周りを楽しませるために”自分”をも騙して「嘘」をつく…男たちを虜にした伝説の踊り子の知られざる「素顔」
無縁仏の葬儀
加藤は「炊き出しの会」の稲垣浩に電話を入れ、葬儀について相談している。 「炊き出し」活動は年中無休だが、稲垣は日曜を休日にしている。そのため彼はこの日、事務所にいなかった。加藤はなんとか稲垣に連絡をつけた。 「恥ずかしくない葬儀にしたいんです」 「そやけど、池田さんにはおカネがないでしょう。小さくても、心のこもった葬式にしましょうよ」 見栄を張った葬儀ほど、馬鹿馬鹿しい最後はないと稲垣は考えていた。肩書のある人間の葬儀は確かに華やかだ。ただ、参列者は心から故人を偲んでいるのだろうか。稲垣は年に何度も、身寄りのない者、家族との縁の薄い者との別れを経験している。

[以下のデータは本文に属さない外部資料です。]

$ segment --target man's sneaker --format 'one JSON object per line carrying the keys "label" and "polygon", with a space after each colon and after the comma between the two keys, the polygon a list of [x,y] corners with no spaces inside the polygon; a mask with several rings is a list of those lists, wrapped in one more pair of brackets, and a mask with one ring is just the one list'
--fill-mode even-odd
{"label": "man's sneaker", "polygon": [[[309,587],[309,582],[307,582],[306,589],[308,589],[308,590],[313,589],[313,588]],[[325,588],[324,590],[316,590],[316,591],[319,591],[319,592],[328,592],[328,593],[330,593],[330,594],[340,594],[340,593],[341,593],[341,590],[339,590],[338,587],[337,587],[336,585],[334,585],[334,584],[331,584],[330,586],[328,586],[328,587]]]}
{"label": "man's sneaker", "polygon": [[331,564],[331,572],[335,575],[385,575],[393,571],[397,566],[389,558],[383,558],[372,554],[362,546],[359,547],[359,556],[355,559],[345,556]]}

心から故人を惜しむ者だけで見送ったほうが、本人は喜ぶはずである。稲垣はそう考えていた。 1人暮らしの者が亡くなった場合、行政はまず家族と連絡をとる。それができなかった場合、生活保護の葬祭扶助(当時約18万円)が葬儀代に充てられる。一条にもこの制度が適用された。 釜ケ崎では、家族と縁を切り、行き倒れのように亡くなる者が少なくない。火葬許可証の申請者さえ見つからない場合もある。 火葬許可証は、親族だけでなく家屋管理人、家族以外の同居人、家主・地主でも申請できる。しかし、年に何人かは、まったく住むところを定めず、孤独のまま道端で生涯を終える。通りがかりの誰かが、冷たくなった亡きがらを見つけ警察や消防に連絡する。 そうした場合、遺体は区長が申請する形で荼毘に付される。当然、人生の最後の儀式もない。骨は業者が1年間預かり、それでも引き取り手が現れない場合、業者の斎場に集められる。一条が口にした無縁仏である。